1. The removal of any airborne particulates which are caught by the system, for example, dust, dirt, etc., being caught by the cooling tower and then re-circulated throughout the system. Such dust, dirt, etc., could readily plug heat exchanger tubes and flow channels.
2. The removal of existing scale in a system as the oxidation and polarization of the water softens and renders the existing hard scale on heat transfer surfaces clean.
3. The prevention of scale buildup on heat transfer surfaces, when a system is clean so that the normal precipitation and nucleation of solids which occurs from solution can be removed. The make-up water that replaces water lost in the backwash process contains minerals and sometimes chemicals, bacteria and viruses that add to the problem, which is then held in solution and removed by the specially designed filtration system in order to maintain the system free of scale and biofilm.

 

The measure of the concentration of hydrogen ions present in a solution is critical. A pH= 7 reading means the solution is essentially neutral. To avoid corrosion problems, controlling the pH in an alkaline range of between 8 and 9 is important, however, when the pH is alkaline, there is a greater tendency towards scaling from dissolved solids. The ION Generation System also handles that problem in that it can effectively operate in higher pH while still inhibiting scale deposits.

The Ion Generation System electronically monitors both the pH and conductivity levels within their control range providing continuous cleansing of the water resulting in a scale-free operation. Scale acts as a host substance upon and inside which algae and bacteria can grow and hide. Elimination of the scale removes the host substance and eliminates the possibility that biologicals in the water will cling to any surface on contact. The copper IONs generated by the System will kill the bacteria and algae and keep the residue in solution until it is trapped and removed by the filtration system.

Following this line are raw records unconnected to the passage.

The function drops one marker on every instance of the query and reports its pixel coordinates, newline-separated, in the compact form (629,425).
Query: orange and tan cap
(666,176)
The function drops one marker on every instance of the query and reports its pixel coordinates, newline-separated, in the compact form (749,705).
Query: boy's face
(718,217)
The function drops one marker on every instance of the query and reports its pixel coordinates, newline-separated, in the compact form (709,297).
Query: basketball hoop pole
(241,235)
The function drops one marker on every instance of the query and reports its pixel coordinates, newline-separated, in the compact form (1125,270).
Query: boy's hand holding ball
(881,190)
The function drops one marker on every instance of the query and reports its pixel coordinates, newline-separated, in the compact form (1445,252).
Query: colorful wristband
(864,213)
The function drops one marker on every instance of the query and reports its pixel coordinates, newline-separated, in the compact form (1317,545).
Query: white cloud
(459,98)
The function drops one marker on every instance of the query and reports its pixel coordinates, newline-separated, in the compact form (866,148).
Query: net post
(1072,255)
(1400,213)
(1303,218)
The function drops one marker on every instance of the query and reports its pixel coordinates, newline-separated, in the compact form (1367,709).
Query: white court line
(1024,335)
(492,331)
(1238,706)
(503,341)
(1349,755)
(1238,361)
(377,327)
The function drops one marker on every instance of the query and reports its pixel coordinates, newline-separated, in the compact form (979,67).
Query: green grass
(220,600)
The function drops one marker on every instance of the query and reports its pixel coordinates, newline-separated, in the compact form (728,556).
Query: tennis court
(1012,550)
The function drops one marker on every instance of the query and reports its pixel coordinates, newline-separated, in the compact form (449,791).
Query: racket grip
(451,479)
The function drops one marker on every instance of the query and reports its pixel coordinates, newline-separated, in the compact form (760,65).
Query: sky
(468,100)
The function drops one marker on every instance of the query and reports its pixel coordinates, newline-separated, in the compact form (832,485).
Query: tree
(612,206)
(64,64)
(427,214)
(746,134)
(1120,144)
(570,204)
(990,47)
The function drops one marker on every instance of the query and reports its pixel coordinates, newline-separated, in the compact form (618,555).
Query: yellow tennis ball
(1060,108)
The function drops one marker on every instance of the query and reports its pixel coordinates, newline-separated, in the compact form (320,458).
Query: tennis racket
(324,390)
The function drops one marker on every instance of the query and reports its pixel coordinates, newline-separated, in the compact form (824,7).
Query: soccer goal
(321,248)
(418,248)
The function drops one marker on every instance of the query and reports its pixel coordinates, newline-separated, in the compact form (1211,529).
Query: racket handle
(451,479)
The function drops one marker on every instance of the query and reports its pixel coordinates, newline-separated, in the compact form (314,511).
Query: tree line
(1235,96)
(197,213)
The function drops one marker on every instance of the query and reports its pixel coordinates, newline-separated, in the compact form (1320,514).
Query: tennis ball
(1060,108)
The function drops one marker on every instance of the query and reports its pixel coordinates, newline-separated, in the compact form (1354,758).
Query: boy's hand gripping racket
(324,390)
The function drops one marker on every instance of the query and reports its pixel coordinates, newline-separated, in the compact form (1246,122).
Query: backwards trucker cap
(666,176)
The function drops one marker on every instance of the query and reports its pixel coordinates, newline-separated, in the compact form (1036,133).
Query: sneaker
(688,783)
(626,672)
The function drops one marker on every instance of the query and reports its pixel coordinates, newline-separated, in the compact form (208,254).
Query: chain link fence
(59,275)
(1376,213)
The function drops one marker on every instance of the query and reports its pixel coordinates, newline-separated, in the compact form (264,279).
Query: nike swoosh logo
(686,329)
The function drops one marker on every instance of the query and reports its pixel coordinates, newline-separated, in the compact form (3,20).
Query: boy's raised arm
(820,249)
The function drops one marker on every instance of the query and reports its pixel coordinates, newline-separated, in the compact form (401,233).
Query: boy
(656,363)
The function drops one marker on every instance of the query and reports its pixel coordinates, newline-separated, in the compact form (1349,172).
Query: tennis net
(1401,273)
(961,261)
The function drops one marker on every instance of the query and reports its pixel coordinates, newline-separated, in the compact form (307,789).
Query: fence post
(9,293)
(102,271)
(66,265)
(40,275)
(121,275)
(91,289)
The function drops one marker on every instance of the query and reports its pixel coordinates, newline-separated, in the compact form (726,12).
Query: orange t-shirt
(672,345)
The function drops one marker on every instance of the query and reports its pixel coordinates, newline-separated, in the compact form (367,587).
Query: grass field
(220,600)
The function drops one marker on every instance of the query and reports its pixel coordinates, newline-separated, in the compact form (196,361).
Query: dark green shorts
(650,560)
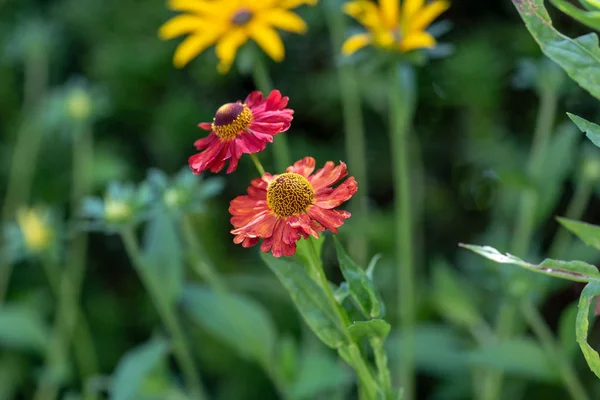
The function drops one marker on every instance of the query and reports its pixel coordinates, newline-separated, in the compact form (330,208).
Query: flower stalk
(263,83)
(355,135)
(402,107)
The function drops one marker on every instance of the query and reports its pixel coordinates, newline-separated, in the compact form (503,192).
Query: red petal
(330,198)
(328,175)
(304,167)
(330,219)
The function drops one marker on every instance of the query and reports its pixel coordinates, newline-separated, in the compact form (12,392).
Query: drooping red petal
(304,167)
(207,126)
(282,241)
(330,219)
(329,198)
(209,158)
(327,176)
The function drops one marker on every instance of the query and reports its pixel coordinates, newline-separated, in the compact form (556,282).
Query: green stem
(168,317)
(355,136)
(204,269)
(402,108)
(525,225)
(575,210)
(351,353)
(542,331)
(25,151)
(257,164)
(264,84)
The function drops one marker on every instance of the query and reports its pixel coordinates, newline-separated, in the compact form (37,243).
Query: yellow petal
(289,4)
(227,48)
(425,17)
(355,43)
(417,40)
(192,46)
(196,6)
(410,7)
(181,25)
(389,12)
(365,12)
(285,20)
(268,39)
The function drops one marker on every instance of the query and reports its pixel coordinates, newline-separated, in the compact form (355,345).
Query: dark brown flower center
(231,119)
(289,194)
(241,17)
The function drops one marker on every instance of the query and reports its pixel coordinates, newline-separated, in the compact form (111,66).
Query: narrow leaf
(580,57)
(375,328)
(588,294)
(239,321)
(163,253)
(310,299)
(577,271)
(22,328)
(591,130)
(589,18)
(362,288)
(135,367)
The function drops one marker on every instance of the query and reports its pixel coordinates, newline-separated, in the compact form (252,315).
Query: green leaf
(163,253)
(589,18)
(375,328)
(362,288)
(135,367)
(451,299)
(566,329)
(588,233)
(577,271)
(239,321)
(588,294)
(22,328)
(580,57)
(311,301)
(520,357)
(591,130)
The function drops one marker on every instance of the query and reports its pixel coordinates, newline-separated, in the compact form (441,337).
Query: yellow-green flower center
(241,17)
(231,119)
(289,194)
(116,211)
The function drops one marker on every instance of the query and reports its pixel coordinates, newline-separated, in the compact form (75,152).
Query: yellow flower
(37,234)
(393,28)
(229,24)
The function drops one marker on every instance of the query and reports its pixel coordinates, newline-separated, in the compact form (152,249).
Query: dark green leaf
(311,301)
(566,329)
(591,130)
(135,367)
(588,294)
(22,328)
(375,328)
(520,357)
(163,254)
(362,288)
(577,271)
(239,321)
(580,57)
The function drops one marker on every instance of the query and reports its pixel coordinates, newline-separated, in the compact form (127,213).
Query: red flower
(239,128)
(282,208)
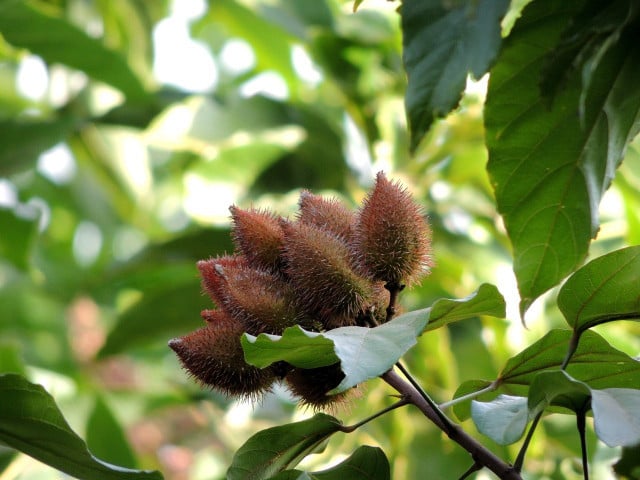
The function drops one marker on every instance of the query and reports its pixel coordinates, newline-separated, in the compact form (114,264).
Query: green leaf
(616,416)
(503,419)
(549,196)
(558,388)
(604,290)
(18,237)
(106,438)
(276,449)
(595,362)
(23,141)
(58,41)
(296,346)
(366,463)
(487,300)
(31,422)
(442,43)
(365,353)
(629,464)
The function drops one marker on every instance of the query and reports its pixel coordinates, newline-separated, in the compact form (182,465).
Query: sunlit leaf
(23,141)
(366,463)
(616,416)
(58,41)
(604,290)
(366,353)
(503,419)
(443,43)
(280,448)
(549,196)
(31,422)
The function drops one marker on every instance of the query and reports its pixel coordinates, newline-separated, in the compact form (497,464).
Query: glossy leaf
(616,416)
(58,41)
(296,346)
(279,448)
(487,300)
(444,42)
(503,419)
(595,362)
(366,353)
(366,463)
(557,387)
(549,196)
(604,290)
(32,423)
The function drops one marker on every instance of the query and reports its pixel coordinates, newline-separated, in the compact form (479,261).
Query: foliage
(116,181)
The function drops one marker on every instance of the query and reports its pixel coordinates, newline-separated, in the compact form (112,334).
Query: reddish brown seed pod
(326,213)
(320,271)
(214,356)
(392,240)
(258,235)
(312,385)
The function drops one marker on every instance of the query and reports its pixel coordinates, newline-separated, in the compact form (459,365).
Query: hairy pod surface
(213,355)
(258,235)
(392,240)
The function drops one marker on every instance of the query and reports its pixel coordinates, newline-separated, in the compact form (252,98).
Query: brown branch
(479,453)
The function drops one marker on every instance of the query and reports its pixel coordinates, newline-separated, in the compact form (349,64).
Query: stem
(523,450)
(400,403)
(573,346)
(480,454)
(424,395)
(580,420)
(469,396)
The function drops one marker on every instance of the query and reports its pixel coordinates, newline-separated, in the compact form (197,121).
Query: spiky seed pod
(261,300)
(213,281)
(326,213)
(258,235)
(392,239)
(213,355)
(311,386)
(320,272)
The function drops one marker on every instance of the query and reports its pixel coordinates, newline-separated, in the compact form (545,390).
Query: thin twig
(479,452)
(350,428)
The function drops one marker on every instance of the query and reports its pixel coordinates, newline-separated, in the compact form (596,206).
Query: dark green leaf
(364,353)
(366,463)
(605,289)
(547,195)
(276,449)
(629,464)
(18,237)
(616,416)
(556,387)
(106,438)
(487,300)
(58,41)
(296,346)
(503,419)
(444,42)
(31,422)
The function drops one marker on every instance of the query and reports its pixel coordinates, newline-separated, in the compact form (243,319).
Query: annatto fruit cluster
(329,267)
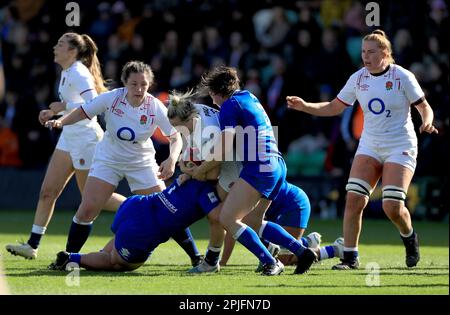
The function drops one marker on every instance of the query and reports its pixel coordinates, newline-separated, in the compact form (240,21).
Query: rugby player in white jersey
(126,150)
(81,81)
(388,145)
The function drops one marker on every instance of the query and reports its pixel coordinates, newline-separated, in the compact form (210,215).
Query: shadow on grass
(340,286)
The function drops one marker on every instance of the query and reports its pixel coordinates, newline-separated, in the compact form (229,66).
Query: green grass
(164,273)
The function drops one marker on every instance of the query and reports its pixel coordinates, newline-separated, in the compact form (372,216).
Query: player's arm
(215,160)
(427,115)
(333,108)
(69,119)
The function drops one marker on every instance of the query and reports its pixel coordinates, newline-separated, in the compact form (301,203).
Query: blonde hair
(181,105)
(136,66)
(87,54)
(383,42)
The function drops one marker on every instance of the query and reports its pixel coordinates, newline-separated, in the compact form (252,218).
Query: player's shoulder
(401,72)
(80,70)
(358,73)
(205,110)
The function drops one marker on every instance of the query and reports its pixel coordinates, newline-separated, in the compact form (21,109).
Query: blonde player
(81,81)
(126,150)
(388,145)
(200,126)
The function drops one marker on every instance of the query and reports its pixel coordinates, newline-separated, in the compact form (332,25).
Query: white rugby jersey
(76,87)
(385,100)
(128,129)
(206,127)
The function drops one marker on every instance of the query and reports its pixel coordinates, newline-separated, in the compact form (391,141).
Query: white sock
(37,229)
(407,235)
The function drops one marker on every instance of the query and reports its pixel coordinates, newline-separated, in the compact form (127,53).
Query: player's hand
(45,115)
(53,124)
(57,107)
(166,169)
(295,102)
(428,128)
(187,168)
(199,175)
(183,178)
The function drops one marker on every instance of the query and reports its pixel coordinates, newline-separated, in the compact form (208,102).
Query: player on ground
(199,125)
(388,144)
(144,222)
(262,175)
(81,81)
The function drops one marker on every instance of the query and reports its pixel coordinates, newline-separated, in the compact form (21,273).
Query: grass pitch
(164,273)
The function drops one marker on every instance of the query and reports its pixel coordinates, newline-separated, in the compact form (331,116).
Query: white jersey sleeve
(411,87)
(348,93)
(161,118)
(87,96)
(98,104)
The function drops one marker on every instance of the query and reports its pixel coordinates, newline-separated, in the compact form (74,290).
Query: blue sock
(304,241)
(75,257)
(34,240)
(277,235)
(212,256)
(327,252)
(251,241)
(350,256)
(78,234)
(186,241)
(266,243)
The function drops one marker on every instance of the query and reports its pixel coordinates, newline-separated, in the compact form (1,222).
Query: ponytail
(90,60)
(181,106)
(380,37)
(87,54)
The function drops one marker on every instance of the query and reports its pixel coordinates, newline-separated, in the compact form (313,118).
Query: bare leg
(112,204)
(59,172)
(107,260)
(291,259)
(400,176)
(227,249)
(368,169)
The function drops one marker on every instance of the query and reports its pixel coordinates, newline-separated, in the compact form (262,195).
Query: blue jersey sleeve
(229,114)
(208,199)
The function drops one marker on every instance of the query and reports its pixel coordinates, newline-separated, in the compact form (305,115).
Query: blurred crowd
(304,48)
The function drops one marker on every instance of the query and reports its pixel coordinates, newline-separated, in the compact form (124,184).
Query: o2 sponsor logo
(126,134)
(376,106)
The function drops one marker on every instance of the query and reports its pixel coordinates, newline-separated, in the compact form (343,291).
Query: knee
(393,209)
(48,193)
(214,218)
(355,203)
(87,211)
(358,194)
(226,220)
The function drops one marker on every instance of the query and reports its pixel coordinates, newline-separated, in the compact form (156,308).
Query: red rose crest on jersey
(389,85)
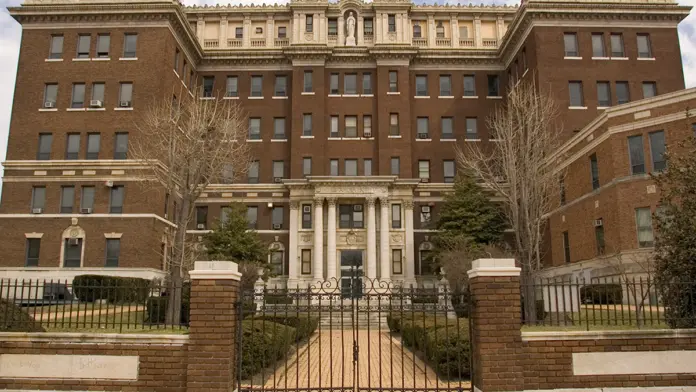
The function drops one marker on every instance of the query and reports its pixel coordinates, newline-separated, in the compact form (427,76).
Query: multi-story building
(354,113)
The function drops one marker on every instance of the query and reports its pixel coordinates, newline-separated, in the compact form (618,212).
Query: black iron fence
(99,304)
(621,302)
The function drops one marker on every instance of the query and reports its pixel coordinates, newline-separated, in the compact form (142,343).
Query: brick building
(354,111)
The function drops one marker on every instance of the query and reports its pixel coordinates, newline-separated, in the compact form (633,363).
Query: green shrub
(14,319)
(263,343)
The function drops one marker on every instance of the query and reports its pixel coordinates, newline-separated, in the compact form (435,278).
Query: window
(644,50)
(67,199)
(622,93)
(334,126)
(121,145)
(424,170)
(254,129)
(126,95)
(393,86)
(45,141)
(279,128)
(103,44)
(421,85)
(396,216)
(281,86)
(252,217)
(257,86)
(657,150)
(333,83)
(649,89)
(93,145)
(493,86)
(566,247)
(56,50)
(72,146)
(130,42)
(87,197)
(351,123)
(599,239)
(598,49)
(277,217)
(208,82)
(32,253)
(307,124)
(116,200)
(350,84)
(448,169)
(306,261)
(350,167)
(570,42)
(253,173)
(308,86)
(594,171)
(616,45)
(83,44)
(575,90)
(395,166)
(445,86)
(471,129)
(350,216)
(306,216)
(309,23)
(367,83)
(603,94)
(469,86)
(201,217)
(278,169)
(113,251)
(422,123)
(78,96)
(38,197)
(635,154)
(644,227)
(396,262)
(394,124)
(232,88)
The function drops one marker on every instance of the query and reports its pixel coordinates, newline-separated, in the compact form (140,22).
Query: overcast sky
(10,33)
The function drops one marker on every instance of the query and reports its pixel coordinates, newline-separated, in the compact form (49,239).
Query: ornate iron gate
(363,336)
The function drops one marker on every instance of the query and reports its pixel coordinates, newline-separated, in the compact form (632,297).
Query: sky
(11,32)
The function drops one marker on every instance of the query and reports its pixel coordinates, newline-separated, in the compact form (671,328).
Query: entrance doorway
(351,273)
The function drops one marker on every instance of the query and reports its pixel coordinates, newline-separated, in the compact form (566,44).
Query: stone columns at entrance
(331,240)
(384,259)
(318,259)
(371,239)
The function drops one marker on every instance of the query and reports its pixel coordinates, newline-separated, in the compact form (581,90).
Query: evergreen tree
(232,240)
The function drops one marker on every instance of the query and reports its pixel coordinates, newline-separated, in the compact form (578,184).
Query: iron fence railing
(100,305)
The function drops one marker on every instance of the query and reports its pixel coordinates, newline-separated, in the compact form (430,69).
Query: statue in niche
(350,30)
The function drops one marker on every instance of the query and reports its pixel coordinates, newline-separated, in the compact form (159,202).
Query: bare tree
(184,146)
(516,167)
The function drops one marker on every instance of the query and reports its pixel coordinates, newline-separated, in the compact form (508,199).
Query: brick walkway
(327,363)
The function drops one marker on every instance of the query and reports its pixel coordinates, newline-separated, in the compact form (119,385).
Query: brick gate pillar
(213,326)
(496,322)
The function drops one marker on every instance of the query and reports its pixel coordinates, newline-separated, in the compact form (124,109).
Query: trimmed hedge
(443,342)
(114,289)
(14,319)
(263,342)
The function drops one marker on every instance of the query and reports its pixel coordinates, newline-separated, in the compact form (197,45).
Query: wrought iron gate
(363,336)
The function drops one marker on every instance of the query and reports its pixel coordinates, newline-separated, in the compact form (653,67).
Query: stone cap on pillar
(493,267)
(215,270)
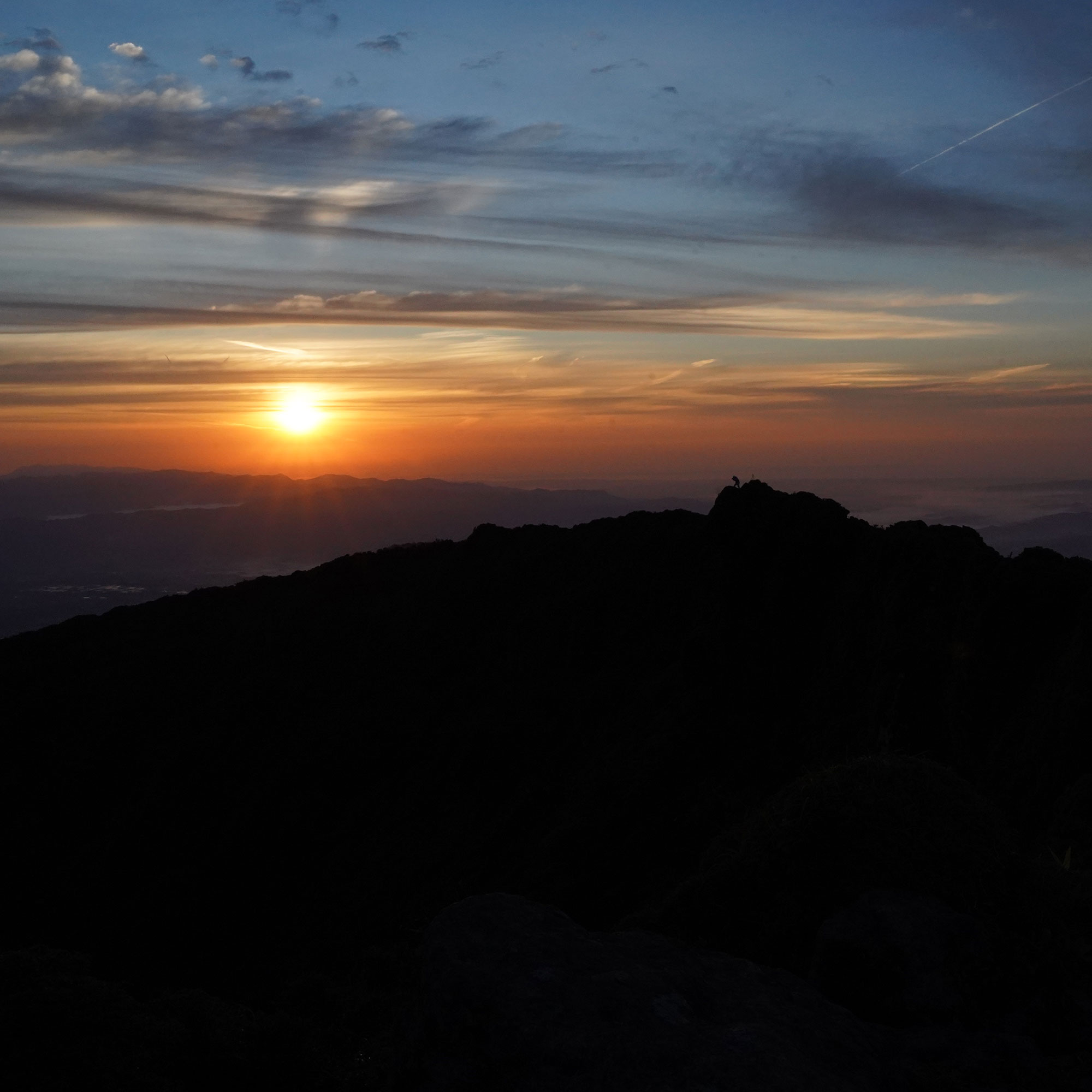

When the water conductivity reaches a set-point level, the system's electronic control system sends a signal to the ion generation electrode adjusting its ion output to increase the level of oxidation being induced into the water stream. The conductivity measurement is based on the level of TDS in the water which varies the electrical conductivity of the water and is used as the control parameter for the level of oxidation needed to clear the water. In a typical cooling tower application the control of conductivity ranging from between 1,000 to 1,200 microhms/cm will usually produce 3 to 4 cycles of concentration and control the cooling tower water adequately.

 

Iron deposition and corrosion is caused by the metabolism of "iron bacteria", which can remove water soluble ferrous salts and deposit them as insoluble ferric oxides. These oxides tend to grow rapidly and can reach sizes large enough to restrict water flow. The ION Generation System kills the micro-organisms.

 

Another group of bacteria produce acids and waste which attack metal surfaces directly. These organisms can convert water-soluble sulfur compounds into hydrogen sulfide. One of the most common sulfate–reducing bacteria is desulfovibria. This bacterium uses organic nutrients from the decomposition of other bacteria or algae as food. This process often takes place under existing biofilm or scale deposits. The corrosive action of desulfovibrio can produce condenser tube penetration in as little as six weeks.

A third group of corrosive bacteria common to cooling towers are know as nitrifying bacteria. The bacteria react with dissolved ammonia to produce nitric acid. This acid lowers pH and causes localized attack on both copper and steel. Lastly, algae, a major source of trouble in cooling tower water systems, adheres to metal surfaces and accelerates pitting by the release of oxygen during the metabolic process. Large algae growths also impede the effectiveness of biocidal treatments by absorbing them.